The bank, also known as the Ex-Im Bank, is facing Congressional reauthorization this year amid some resistance from conservatives that it amounts to corporate welfare. The 81-year-old bank’s charter expires June 30.
Ex-Im President and Chairman Fred Hochberg stopped in Tucson last week for a tour of General Rubber, part of a slate of visits he had planned for specialized manufacturers in the Southwest.
He said he was optimistic that Congress would find a resolution, between two bills in the House and two in the Senate.
General Rubber Vice President Amy Hammarstrom said the Ex-Im Bank makes her company more flexible. Without its services, the company would have to purchase credit insurance commercially at a much higher price or simply go without.
General Rubber employs about 80 people and has sales of between $9 million and $15 million, with up to 70 percent of them international.
“By having Ex-Im insure it we can give (buyers) open terms within the parameters of our policy, we can negotiate with them freely on all of our other terms and ship to them with net payment terms, and that way it doesn’t inhibit them from wanting to buy from us and just go onto the next guy who’s willing to take the risk or has some other kind of insurance,” Hammarstrom said.
The Ex-Im Bank touts economic development figures that strongly favor small businesses: In 2014, 90 percent of the more than 3,700 authorizations directly served small businesses.
More than 164,000 U.S. jobs were supported last year by these authorizations, and the value of the U.S. exports supported by the bank tallied $27.5 billion.

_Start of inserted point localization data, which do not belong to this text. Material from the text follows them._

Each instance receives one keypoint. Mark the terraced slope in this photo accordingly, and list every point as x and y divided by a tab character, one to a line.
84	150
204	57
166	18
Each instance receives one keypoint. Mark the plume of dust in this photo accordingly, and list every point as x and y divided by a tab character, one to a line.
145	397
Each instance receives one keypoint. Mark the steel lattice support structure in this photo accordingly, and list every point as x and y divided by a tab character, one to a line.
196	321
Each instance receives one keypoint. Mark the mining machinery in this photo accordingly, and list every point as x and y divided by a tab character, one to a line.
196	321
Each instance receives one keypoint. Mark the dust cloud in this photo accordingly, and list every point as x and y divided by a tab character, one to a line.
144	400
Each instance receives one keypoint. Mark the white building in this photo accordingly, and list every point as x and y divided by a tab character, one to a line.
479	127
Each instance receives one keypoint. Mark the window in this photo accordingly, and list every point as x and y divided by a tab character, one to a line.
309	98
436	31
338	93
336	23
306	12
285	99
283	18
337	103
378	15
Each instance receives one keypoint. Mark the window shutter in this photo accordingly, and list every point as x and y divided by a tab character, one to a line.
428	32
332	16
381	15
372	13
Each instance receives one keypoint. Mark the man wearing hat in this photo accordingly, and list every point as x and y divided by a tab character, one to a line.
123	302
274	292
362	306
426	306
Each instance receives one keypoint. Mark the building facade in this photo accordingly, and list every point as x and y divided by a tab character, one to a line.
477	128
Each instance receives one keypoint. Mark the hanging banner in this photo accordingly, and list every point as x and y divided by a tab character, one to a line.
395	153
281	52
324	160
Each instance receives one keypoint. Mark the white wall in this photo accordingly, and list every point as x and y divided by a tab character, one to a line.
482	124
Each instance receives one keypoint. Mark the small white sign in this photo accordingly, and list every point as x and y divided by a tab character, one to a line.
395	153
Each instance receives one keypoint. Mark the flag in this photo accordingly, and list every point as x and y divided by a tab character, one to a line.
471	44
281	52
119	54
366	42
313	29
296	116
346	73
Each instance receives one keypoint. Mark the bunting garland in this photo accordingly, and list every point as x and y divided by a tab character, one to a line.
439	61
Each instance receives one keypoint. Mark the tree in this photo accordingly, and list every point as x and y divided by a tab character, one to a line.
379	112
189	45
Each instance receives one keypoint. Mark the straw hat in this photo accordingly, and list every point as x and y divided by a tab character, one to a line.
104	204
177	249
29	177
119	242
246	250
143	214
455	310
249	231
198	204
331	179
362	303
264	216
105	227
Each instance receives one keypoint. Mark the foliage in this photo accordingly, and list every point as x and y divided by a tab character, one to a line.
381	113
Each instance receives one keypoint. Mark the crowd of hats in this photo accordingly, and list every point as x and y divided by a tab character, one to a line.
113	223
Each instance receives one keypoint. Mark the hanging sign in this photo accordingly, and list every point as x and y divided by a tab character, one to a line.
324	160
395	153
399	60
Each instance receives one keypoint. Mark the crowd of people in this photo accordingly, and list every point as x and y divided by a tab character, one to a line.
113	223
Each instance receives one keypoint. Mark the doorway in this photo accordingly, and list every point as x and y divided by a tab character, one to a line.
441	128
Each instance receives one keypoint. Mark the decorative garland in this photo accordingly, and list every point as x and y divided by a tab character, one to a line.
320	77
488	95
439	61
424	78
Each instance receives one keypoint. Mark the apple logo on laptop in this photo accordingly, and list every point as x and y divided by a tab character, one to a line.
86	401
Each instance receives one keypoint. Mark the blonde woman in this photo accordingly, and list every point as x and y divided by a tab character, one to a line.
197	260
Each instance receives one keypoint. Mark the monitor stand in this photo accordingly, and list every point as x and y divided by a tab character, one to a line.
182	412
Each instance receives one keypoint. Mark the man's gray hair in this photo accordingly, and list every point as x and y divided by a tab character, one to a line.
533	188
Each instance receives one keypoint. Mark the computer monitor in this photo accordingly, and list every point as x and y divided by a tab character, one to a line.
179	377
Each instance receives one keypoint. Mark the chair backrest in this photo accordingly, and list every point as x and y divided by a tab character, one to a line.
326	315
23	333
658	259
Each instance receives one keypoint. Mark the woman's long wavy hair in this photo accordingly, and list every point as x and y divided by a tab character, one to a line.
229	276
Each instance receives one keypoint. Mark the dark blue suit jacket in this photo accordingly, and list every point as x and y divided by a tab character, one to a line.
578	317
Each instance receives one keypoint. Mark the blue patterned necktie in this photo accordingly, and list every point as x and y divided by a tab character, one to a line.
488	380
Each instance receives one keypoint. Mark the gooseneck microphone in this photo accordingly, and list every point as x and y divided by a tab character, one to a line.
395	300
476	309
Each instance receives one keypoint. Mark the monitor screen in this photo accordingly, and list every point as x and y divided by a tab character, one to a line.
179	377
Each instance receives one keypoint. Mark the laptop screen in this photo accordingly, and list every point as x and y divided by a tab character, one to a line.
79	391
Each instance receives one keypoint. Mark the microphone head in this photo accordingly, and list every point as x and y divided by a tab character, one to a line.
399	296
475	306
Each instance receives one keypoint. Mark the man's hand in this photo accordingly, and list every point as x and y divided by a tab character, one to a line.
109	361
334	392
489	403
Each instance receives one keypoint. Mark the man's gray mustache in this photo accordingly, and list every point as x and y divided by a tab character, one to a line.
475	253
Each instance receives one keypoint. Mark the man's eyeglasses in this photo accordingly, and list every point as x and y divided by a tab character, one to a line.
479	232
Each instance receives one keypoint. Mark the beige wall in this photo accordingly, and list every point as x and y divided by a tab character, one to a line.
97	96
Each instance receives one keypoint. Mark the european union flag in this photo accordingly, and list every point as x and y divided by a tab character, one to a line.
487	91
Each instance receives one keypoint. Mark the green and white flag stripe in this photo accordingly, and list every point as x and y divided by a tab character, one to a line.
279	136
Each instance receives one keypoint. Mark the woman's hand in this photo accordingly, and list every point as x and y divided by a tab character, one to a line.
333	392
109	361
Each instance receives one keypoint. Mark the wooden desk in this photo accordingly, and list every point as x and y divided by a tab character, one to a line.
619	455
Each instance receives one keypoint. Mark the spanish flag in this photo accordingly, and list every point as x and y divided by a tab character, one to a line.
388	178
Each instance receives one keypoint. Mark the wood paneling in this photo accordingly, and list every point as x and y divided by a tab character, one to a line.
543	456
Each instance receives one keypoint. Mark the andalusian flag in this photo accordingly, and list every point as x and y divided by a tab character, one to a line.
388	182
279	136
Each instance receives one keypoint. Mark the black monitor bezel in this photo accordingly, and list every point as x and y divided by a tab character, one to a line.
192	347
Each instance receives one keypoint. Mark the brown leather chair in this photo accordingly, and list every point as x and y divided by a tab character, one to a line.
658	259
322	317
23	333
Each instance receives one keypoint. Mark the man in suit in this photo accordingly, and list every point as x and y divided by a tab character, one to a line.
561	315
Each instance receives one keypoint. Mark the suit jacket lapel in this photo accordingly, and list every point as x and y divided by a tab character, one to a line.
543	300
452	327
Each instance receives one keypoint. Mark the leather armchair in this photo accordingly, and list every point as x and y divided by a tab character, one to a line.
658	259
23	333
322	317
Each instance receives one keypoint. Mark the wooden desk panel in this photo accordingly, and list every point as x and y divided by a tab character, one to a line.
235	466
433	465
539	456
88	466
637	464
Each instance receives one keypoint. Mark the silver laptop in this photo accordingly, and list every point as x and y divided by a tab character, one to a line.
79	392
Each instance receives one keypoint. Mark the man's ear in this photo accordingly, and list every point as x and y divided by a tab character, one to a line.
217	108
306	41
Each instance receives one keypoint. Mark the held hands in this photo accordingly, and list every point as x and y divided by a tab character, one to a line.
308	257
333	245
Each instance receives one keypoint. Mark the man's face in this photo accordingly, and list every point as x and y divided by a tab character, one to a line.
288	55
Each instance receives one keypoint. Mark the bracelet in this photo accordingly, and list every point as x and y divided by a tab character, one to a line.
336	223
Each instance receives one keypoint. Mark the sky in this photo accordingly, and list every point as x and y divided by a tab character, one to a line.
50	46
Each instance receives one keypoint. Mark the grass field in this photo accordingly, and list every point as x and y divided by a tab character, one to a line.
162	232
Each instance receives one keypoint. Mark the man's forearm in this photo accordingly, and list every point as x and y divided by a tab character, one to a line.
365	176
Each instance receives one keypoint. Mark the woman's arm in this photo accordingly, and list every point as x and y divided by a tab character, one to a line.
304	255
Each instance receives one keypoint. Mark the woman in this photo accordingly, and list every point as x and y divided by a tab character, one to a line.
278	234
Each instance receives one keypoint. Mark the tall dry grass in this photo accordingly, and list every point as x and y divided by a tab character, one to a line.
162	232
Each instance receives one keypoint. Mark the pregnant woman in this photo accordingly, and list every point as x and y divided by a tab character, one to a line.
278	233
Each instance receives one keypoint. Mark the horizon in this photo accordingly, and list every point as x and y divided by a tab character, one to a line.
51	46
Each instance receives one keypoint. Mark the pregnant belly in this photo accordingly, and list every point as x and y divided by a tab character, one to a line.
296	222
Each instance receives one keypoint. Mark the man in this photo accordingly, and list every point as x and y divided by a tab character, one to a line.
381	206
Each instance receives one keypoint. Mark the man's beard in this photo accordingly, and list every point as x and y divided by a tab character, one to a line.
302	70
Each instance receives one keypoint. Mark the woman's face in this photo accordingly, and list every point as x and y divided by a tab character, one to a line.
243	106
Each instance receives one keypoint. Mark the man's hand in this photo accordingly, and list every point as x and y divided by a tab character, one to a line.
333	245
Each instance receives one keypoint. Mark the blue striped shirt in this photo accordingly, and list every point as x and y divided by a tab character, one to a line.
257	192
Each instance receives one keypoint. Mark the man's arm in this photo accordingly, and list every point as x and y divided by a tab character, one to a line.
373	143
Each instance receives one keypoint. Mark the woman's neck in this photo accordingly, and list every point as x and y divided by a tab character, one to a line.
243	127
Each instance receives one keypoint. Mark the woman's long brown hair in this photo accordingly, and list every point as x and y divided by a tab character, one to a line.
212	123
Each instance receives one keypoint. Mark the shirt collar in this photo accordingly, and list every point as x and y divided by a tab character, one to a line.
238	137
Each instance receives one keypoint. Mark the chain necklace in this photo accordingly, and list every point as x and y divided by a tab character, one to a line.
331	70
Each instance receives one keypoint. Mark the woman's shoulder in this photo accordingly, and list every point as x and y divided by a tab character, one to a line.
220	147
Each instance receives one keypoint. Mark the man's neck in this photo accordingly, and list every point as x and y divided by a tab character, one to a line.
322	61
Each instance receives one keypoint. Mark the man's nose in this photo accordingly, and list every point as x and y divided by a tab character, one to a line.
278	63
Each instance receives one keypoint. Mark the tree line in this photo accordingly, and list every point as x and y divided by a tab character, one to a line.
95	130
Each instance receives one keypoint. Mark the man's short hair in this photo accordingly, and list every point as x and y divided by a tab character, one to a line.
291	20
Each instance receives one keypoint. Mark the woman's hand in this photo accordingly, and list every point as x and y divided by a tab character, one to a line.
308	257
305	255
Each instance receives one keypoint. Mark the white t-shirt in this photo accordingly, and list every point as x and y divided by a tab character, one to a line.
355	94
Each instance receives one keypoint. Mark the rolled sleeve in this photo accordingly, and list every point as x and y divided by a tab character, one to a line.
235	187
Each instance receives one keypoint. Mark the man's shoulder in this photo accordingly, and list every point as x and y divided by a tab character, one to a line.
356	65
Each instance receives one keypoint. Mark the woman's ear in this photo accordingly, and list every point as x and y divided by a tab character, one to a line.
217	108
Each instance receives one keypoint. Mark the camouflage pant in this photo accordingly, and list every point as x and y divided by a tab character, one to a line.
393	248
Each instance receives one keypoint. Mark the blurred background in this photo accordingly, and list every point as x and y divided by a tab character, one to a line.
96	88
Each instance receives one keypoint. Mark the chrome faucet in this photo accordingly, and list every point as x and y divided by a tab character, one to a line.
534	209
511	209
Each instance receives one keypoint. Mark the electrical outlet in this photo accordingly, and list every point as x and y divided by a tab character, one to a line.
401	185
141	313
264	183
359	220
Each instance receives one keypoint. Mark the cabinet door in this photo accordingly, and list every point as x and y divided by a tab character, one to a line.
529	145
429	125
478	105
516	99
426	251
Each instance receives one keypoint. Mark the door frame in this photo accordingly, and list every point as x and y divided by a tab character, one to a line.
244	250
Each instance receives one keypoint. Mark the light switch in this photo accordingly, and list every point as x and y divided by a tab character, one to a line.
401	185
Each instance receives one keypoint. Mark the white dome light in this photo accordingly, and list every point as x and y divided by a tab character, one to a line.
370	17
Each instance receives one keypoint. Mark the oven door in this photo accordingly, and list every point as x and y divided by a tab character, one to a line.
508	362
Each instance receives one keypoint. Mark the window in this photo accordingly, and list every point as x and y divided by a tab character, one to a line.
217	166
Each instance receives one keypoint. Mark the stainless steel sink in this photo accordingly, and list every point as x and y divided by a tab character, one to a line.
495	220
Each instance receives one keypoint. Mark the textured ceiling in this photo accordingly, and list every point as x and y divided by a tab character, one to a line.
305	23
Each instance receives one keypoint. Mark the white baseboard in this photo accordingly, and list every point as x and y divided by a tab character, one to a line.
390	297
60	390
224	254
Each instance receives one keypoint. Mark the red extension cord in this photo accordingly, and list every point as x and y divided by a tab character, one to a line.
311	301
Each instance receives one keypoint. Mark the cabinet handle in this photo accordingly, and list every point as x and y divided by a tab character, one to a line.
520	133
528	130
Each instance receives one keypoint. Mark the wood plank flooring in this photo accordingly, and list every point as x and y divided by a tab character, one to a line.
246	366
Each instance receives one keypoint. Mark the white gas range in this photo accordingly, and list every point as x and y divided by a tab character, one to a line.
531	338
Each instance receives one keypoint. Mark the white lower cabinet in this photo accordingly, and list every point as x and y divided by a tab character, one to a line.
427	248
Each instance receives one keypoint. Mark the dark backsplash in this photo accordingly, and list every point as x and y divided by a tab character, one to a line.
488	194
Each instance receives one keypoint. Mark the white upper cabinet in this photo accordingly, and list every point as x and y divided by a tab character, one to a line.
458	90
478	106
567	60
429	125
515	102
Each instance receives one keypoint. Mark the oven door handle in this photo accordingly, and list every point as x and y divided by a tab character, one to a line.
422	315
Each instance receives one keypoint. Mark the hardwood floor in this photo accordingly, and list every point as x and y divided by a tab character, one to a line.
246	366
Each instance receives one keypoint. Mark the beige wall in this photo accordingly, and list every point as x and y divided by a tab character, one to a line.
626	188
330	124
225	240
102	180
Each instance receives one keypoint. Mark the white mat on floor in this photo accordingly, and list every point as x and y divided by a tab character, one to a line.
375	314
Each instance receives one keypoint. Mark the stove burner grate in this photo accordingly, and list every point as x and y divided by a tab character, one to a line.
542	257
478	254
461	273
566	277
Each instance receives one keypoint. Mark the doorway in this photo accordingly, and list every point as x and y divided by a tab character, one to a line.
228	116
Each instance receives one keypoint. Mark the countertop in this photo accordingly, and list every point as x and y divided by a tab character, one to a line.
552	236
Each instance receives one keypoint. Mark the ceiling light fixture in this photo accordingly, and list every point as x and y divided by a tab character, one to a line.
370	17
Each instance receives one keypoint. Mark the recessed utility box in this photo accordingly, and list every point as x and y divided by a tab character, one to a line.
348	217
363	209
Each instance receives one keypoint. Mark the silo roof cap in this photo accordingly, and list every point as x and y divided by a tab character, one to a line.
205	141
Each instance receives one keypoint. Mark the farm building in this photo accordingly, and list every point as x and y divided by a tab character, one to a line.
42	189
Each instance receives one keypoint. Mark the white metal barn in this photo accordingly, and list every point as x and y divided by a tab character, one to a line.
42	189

Last year it generated a surplus of $675 million; over the last two decades, it has wired $6.9 billion to the U.S. Treasury to reduce the deficit.
With transactions in progress and contractual obligations in place, Hammarstrom said she is going on faith that the reauthorization will go through.
Hammarstrom said some governments are heavy with bureaucracy, making payment a challenge— some government structures require dozens of signatures on an invoice.
Qatar and Saudi Arabia, for example, require the crown prince or one of his brothers to sign invoices. But the stamp of the U.S. government is helpful in convincing international clients to pay in a timely manner, Hochberg said.
He said smart companies see the Ex-Im Bank not just as a way to mitigate risk, but also as a sales tool, as the agency saves them time.